Results/Findings: The three centers are using different methods to screen donors for IgA deficiency –the commercial human Immunoglobulin Isotyping Magnetic Bead Panel (Millipore) and two lab-developed tests (Ouchterlony Immunodiffusion and ELISA). The screening programs have been in place for more than 20 years at two centers and for two years at one center. The three centers screened a total of 2258 donors in CY2022. One of the centers reported screening 34,903 donors in CY2021 and identified 75 donors (1:465) who require confirmatory testing before being classified as aIgA deficient. Across the three centers, there are 76 active aIgA deficient donors and 247 frozen plasma products of the following types (132 group A, 109 group O, 1 group B and 5 group AB). Conclusions: Currently, few blood collection centers in the USA perform screening for IgA-deficiency. There are less than one hundred active donors at the three centers with active screening programs. The supply of frozen plasma products at these centers are limited. With limited donors and frozen inventory, the ARDP is challenged to fulfill requests for IgA-deficient blood products. It would be beneficial for additional centers to institute screening programs and for centers with existing programs to increase screening. It is not clear why so few centers are screening donors; it may be due to cost and/or ongoing laboratory staffing challenges.
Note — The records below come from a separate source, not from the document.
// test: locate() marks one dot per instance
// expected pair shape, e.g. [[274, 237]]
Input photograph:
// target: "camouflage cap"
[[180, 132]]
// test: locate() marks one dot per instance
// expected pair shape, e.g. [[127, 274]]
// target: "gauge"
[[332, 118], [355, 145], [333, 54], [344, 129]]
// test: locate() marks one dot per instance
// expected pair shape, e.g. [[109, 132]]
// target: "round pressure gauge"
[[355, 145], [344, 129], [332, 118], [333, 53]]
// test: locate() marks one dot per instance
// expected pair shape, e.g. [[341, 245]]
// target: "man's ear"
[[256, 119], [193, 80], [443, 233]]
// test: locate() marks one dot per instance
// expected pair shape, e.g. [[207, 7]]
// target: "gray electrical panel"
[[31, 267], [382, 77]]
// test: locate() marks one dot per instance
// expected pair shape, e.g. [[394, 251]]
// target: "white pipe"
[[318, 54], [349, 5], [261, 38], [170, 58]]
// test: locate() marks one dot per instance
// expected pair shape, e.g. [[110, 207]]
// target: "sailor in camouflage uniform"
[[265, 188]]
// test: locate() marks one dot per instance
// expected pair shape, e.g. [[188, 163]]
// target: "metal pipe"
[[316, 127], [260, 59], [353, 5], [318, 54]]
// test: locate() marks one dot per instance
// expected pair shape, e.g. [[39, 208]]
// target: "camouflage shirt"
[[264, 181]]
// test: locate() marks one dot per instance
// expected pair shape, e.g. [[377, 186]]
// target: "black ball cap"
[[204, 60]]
Importance of research: Patients with absolute IgA (aIgA) deficiency are at risk of allergic and/or anaphylactic transfusion reactions. Such patients need blood products lacking IgA. Identifying donors with aIgA deficiency and managing an inventory of frozen aIgA deficient plasma is critical to meeting the needs of these patients. This study highlights that few centers are screening for these donors, and the number of active aIgA donors is low. We hope this work will encourage centers to institute screening programs.